Untuk mengetahui skill para santri, lanjut KH Amin, Ponpes sudah menyiapkan pengajar atau ustaz yang membantu mengarahkan, membimbing, dan mendampingi minat para santri dari beberapa basis keilmuan di Ponpes tersebut.
“Sesuai dengan visi kami, untuk bisa menghantarkan generasi anfa’, dalam artian bagaimana santri pulang bisa memberikan manfaat, sesuai pasion setiap santri. Dengan agama tetap menjadi pondasi pokok. Bukan harus menjadi kiai,” tegasnya.
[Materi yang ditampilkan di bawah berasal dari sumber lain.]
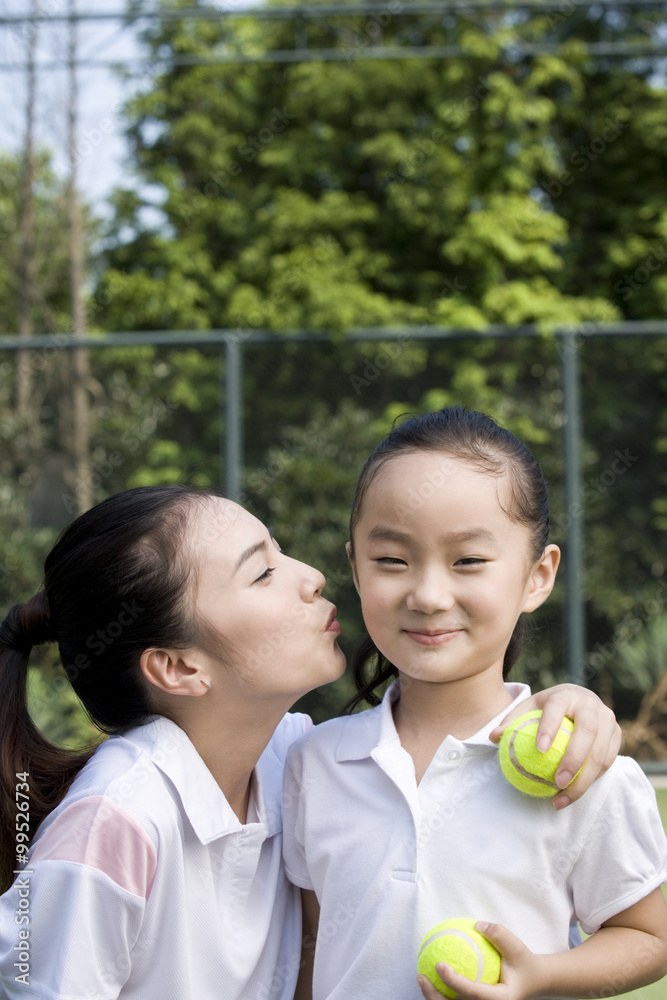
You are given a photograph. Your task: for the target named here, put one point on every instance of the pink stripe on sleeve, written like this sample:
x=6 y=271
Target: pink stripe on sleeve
x=98 y=833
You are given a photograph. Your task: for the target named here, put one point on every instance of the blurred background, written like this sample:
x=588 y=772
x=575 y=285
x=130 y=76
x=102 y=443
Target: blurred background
x=381 y=209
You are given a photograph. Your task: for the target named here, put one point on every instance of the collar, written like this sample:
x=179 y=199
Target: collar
x=368 y=730
x=203 y=801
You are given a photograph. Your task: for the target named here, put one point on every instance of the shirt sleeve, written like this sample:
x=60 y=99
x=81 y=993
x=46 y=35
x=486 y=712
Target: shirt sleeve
x=624 y=857
x=70 y=921
x=294 y=817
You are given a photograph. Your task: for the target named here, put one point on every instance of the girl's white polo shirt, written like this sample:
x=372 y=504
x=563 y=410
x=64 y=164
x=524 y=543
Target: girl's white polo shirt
x=388 y=858
x=143 y=883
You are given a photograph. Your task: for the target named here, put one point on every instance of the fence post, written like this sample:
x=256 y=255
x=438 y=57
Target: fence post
x=574 y=558
x=233 y=419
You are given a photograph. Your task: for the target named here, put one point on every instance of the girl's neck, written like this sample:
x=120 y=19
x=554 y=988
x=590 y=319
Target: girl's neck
x=428 y=712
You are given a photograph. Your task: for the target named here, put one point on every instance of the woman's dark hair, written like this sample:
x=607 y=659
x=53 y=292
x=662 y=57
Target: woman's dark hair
x=475 y=438
x=114 y=585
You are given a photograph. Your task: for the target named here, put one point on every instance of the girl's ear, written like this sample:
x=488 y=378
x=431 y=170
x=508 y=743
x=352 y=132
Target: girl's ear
x=542 y=578
x=168 y=671
x=350 y=556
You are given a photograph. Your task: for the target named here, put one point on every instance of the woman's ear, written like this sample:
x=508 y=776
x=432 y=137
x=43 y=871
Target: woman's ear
x=542 y=578
x=167 y=670
x=350 y=556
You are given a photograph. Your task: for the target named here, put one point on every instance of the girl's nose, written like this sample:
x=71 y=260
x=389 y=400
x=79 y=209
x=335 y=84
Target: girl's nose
x=430 y=592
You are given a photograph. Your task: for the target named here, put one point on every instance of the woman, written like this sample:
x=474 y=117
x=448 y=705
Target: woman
x=156 y=870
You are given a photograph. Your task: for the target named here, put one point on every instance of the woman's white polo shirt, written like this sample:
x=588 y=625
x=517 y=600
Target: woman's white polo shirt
x=143 y=883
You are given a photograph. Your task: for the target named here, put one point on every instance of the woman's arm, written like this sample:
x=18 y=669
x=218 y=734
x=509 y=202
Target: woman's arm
x=629 y=950
x=593 y=746
x=311 y=919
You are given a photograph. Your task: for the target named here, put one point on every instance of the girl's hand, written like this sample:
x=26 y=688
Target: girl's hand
x=519 y=972
x=593 y=746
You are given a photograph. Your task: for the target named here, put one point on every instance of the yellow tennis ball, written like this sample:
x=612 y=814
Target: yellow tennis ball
x=457 y=943
x=526 y=767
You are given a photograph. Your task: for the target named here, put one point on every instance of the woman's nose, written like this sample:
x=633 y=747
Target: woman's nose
x=313 y=582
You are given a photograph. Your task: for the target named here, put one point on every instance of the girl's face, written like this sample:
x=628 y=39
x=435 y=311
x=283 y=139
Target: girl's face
x=267 y=608
x=442 y=571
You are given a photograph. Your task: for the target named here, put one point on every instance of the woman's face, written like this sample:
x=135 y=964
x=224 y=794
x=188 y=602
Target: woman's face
x=267 y=608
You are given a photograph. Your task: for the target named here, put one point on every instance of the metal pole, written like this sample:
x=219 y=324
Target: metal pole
x=575 y=618
x=233 y=425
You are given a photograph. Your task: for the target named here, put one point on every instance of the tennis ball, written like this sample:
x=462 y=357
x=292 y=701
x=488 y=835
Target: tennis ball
x=457 y=943
x=524 y=765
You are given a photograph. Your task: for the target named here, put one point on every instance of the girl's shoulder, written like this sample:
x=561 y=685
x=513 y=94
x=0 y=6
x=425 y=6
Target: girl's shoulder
x=337 y=738
x=291 y=727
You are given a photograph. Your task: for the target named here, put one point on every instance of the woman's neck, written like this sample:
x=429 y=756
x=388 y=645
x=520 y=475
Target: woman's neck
x=230 y=743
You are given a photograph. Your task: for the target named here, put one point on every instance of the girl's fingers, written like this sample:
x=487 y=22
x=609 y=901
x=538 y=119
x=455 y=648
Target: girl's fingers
x=512 y=950
x=465 y=988
x=593 y=746
x=554 y=703
x=601 y=755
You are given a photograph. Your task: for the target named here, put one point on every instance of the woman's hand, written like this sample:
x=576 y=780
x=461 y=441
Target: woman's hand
x=593 y=746
x=519 y=971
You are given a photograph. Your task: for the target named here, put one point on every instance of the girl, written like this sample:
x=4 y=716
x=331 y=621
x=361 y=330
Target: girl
x=398 y=818
x=156 y=869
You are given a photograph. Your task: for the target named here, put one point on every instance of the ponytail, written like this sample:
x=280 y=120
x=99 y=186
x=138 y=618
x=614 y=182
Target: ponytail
x=116 y=582
x=46 y=768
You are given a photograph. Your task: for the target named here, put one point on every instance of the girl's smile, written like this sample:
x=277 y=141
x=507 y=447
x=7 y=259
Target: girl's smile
x=435 y=638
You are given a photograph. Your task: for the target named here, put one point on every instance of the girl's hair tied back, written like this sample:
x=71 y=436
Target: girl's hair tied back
x=27 y=625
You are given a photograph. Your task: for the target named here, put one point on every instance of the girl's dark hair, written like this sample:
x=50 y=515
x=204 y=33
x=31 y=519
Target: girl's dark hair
x=114 y=585
x=475 y=438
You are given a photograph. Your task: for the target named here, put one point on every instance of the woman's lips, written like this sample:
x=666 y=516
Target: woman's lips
x=332 y=624
x=432 y=638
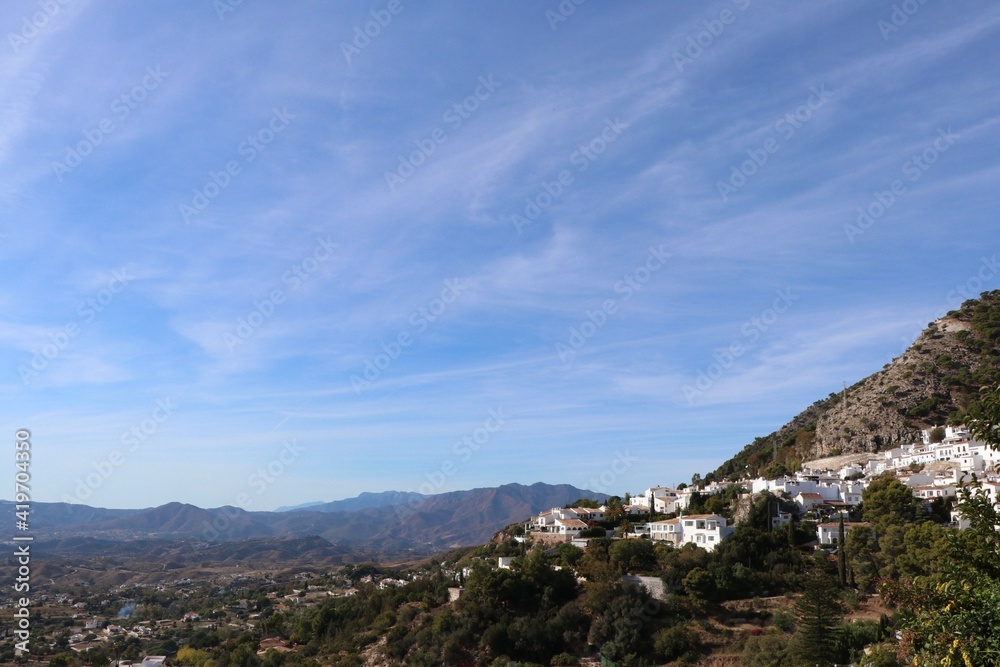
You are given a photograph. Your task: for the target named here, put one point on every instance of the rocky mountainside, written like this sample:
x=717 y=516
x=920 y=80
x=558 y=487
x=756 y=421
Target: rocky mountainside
x=936 y=381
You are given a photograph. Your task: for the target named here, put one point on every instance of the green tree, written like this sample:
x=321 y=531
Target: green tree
x=818 y=612
x=956 y=613
x=632 y=555
x=841 y=552
x=887 y=501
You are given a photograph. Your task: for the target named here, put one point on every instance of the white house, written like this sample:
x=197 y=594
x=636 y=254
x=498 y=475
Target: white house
x=807 y=501
x=829 y=533
x=668 y=530
x=568 y=527
x=704 y=530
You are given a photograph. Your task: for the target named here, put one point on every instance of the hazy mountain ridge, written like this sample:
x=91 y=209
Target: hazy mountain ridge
x=934 y=382
x=421 y=525
x=365 y=500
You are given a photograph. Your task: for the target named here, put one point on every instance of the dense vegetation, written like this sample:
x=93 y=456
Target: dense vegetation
x=940 y=382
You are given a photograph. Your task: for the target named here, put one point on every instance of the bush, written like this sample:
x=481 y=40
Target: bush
x=674 y=642
x=784 y=622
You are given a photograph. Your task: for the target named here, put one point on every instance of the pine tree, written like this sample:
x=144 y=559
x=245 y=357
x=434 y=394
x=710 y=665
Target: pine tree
x=841 y=553
x=819 y=609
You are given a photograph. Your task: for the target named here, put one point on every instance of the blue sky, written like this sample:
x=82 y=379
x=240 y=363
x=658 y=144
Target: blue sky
x=255 y=256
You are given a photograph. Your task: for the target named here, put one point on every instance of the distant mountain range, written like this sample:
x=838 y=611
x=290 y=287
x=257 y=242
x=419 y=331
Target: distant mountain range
x=365 y=501
x=391 y=522
x=934 y=382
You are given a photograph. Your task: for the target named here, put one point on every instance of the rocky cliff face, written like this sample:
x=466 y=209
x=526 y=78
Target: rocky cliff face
x=936 y=381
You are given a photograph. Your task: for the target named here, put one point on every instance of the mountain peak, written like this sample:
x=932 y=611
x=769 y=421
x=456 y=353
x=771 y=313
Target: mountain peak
x=935 y=381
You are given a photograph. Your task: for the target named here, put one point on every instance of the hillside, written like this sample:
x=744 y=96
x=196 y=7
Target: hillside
x=935 y=381
x=363 y=501
x=422 y=525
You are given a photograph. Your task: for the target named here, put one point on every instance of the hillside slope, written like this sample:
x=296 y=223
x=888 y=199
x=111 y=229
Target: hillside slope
x=936 y=381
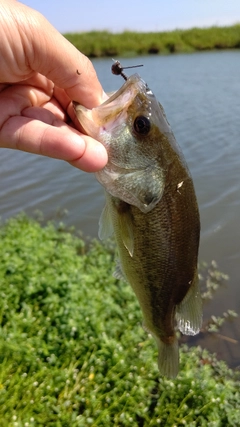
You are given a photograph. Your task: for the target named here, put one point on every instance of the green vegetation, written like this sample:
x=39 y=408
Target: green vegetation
x=72 y=349
x=102 y=43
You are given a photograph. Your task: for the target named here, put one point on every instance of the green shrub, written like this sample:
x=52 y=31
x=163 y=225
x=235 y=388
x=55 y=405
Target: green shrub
x=129 y=43
x=72 y=349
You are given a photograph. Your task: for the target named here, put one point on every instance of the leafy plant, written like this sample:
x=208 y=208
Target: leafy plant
x=72 y=348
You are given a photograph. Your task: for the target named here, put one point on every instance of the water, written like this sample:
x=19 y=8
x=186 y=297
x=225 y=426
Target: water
x=200 y=95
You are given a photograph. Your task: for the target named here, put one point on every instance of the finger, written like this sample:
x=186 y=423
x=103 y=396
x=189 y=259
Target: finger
x=50 y=54
x=57 y=141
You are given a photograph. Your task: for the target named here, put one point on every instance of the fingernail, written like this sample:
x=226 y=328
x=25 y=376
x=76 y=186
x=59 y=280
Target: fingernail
x=104 y=96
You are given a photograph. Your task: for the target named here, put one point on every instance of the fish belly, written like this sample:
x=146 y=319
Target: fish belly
x=158 y=257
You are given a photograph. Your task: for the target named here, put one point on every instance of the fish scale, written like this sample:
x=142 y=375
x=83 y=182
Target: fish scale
x=151 y=208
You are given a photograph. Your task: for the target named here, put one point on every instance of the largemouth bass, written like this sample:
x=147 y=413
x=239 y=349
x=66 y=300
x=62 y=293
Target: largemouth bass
x=152 y=210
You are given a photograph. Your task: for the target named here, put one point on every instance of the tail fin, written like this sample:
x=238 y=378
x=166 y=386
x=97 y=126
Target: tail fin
x=168 y=358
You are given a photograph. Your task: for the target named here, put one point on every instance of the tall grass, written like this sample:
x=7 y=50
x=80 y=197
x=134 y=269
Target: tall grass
x=103 y=43
x=73 y=351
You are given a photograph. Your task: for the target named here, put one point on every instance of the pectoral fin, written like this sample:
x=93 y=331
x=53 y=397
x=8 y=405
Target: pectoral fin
x=105 y=224
x=126 y=230
x=125 y=224
x=118 y=273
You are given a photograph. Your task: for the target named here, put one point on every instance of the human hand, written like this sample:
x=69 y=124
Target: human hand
x=38 y=81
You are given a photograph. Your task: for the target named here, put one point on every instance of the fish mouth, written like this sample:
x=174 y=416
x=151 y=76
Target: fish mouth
x=102 y=118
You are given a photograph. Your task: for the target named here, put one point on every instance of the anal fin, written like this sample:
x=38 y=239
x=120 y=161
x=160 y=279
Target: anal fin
x=189 y=311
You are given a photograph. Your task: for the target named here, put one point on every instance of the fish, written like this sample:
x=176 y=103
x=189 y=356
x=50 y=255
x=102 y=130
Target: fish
x=152 y=210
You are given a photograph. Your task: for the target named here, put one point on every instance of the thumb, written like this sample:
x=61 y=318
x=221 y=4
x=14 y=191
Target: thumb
x=50 y=54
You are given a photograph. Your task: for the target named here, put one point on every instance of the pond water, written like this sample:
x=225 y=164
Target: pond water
x=200 y=93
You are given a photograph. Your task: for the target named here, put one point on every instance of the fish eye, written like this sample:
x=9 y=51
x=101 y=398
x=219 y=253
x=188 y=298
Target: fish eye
x=142 y=125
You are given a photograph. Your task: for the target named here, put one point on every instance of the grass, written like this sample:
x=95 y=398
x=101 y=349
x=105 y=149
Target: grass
x=72 y=348
x=104 y=44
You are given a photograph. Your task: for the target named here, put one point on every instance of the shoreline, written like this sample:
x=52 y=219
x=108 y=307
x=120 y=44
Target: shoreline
x=99 y=44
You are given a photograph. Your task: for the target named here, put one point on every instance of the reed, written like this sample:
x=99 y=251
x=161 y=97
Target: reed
x=96 y=44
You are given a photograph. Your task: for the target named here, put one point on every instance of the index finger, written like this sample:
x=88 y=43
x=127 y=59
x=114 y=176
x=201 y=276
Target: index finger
x=52 y=55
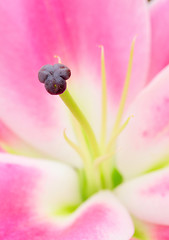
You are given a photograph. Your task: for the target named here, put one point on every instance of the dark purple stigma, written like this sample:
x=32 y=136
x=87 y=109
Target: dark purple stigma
x=54 y=77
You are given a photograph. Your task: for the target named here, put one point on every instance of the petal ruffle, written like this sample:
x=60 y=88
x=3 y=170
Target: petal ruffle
x=147 y=197
x=31 y=193
x=144 y=142
x=33 y=31
x=160 y=34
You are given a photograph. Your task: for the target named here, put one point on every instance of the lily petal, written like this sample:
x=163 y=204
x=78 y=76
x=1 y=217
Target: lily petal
x=147 y=197
x=144 y=143
x=159 y=232
x=160 y=34
x=31 y=194
x=38 y=30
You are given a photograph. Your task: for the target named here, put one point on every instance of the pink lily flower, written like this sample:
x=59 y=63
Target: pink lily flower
x=119 y=191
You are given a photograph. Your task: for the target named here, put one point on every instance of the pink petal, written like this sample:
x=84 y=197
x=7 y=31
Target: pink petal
x=160 y=232
x=147 y=197
x=144 y=142
x=33 y=31
x=31 y=193
x=160 y=34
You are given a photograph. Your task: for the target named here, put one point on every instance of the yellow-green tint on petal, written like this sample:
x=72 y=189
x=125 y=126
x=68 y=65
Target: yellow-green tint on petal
x=124 y=93
x=104 y=100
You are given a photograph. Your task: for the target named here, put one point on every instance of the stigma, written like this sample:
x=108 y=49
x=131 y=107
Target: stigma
x=54 y=78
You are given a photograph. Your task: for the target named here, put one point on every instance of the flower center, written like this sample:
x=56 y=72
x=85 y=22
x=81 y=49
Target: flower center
x=100 y=170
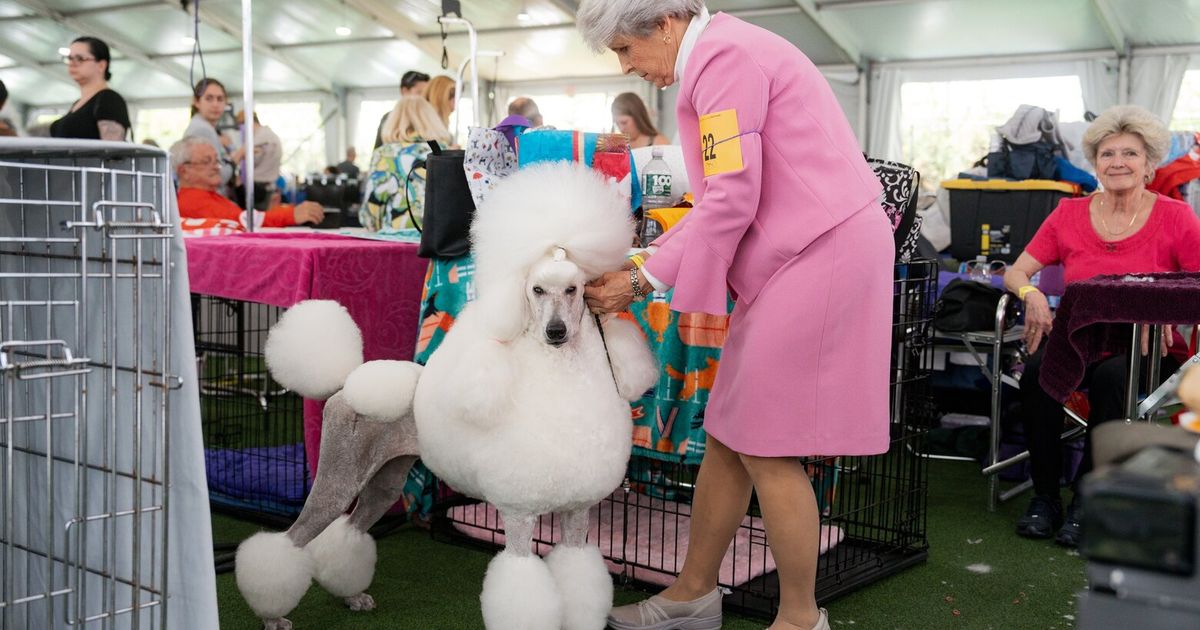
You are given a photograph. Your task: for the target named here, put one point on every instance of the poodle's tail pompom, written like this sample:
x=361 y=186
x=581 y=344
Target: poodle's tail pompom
x=313 y=348
x=520 y=592
x=382 y=390
x=273 y=574
x=343 y=558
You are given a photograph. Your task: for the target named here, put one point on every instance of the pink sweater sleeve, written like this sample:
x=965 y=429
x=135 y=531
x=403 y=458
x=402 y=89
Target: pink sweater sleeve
x=696 y=262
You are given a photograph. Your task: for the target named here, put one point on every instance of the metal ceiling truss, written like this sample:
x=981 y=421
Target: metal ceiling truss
x=234 y=30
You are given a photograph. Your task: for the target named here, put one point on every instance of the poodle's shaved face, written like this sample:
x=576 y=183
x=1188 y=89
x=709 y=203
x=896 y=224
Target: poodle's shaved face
x=555 y=292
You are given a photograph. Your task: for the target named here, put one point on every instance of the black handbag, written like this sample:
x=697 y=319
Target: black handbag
x=449 y=207
x=966 y=306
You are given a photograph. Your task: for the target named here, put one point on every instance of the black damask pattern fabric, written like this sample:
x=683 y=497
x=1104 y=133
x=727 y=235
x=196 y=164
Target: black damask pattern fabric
x=900 y=184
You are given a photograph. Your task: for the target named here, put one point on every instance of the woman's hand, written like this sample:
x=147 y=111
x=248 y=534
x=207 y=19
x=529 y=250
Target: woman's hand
x=1038 y=319
x=1165 y=341
x=610 y=293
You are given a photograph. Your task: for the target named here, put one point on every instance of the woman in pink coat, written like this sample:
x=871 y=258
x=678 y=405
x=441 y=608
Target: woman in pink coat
x=787 y=221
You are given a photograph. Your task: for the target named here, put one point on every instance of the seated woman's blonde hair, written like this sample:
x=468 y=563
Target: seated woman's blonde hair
x=1128 y=119
x=412 y=120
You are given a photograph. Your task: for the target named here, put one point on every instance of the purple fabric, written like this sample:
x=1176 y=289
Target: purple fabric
x=1092 y=322
x=378 y=282
x=261 y=473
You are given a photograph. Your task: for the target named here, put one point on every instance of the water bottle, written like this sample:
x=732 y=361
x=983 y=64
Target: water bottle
x=655 y=193
x=979 y=271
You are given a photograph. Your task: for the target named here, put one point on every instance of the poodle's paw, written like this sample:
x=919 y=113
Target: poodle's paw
x=585 y=585
x=343 y=558
x=360 y=603
x=519 y=592
x=273 y=574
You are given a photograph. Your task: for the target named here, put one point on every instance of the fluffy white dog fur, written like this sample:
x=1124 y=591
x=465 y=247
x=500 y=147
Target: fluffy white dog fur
x=521 y=405
x=369 y=443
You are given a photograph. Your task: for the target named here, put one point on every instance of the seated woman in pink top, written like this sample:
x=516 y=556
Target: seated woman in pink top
x=1123 y=229
x=786 y=220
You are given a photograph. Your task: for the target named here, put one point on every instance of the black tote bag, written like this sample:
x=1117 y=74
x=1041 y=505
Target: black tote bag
x=449 y=208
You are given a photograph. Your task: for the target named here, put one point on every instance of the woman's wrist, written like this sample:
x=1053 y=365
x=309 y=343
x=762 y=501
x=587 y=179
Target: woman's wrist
x=1024 y=292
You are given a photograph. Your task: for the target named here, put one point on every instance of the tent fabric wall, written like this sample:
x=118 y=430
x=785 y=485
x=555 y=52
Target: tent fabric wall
x=1155 y=82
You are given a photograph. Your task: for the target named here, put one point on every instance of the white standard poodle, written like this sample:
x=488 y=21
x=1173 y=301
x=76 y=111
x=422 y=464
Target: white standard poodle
x=526 y=402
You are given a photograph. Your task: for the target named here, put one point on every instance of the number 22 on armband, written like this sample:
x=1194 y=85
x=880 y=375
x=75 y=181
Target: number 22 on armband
x=720 y=129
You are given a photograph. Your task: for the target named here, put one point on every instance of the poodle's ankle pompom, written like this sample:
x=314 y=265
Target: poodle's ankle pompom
x=343 y=558
x=313 y=347
x=382 y=390
x=519 y=592
x=273 y=574
x=585 y=586
x=633 y=365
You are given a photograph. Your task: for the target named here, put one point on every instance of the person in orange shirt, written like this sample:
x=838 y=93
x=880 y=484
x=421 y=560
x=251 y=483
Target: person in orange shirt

Ia juga mengatakan, bahwa mengaji tidak harus di forum-forum formal. Menurutnya, dengan menjadi petani, juga bisa bicara tentang pertanian yang juga bisa disambung dengan mengaji seperti tauhid, tasawuf, fiqih.
“Keahlian-keahlian para santri tersebut diharapkan nanti bisa menjadi sarana komunikasi dengan umat,” sambungnya.
“Jadi, jangan sekali-kali siapapun mengajar agama secara transaksional, Nggak boleh. Saya selalu pesankan ke anak-anak, karena mengajar itu harus dengan ikhlas. Untuk bisa itu, maka harus memiliki keahlian, kalau tidak akan berat nantinya,” tekannya lagi.
Ponpes Fathul Ulum, memiliki sekitar 300 santri dari berbagai daerah dan latar belakang. Dalam pengelolaan pertanian, peternakan dan perikanan, santri diharuskan mandiri dengan sistem bagi hasil. Nantinya, para santri bisa membiayai dirinya sendiri dari skill yang dimiliki.
Pengajaran tentang pengelolaan uang, juga diajarkan di Ponpes Fathul Ulum. Konsepnya, agar para santri belajar dan melatih dirinya dalam mempergunakan uang sesuai kebutuhan, bukan keinginan.
“Untuk makan para santri pun kami tidak mempergunakan micin (penyedap rasa) atau bahan-bahan kimia dari pabrik sama sekali. Semua hasil dari kebun. Dan pengelolaan pertanian, peternakan, perikanan juga tidak mempergunakan bahan-bahan kimia, semuanya alami,” terangnya.
Dikatakannya, program terdekat yang juga sudah terselenggara adalah pengembangan pupuk dengan membuat pengajian di masyarakat lewat koperasi yang berorientasi untuk mengajak masyarakat.
“Kalau di Ponpes dijadikan edukasi dan sebagai tempat belajar untuk siapapun tentang bertani dan berternak yang baik. Yang sehat, dan ramah lingkungan,” urainya.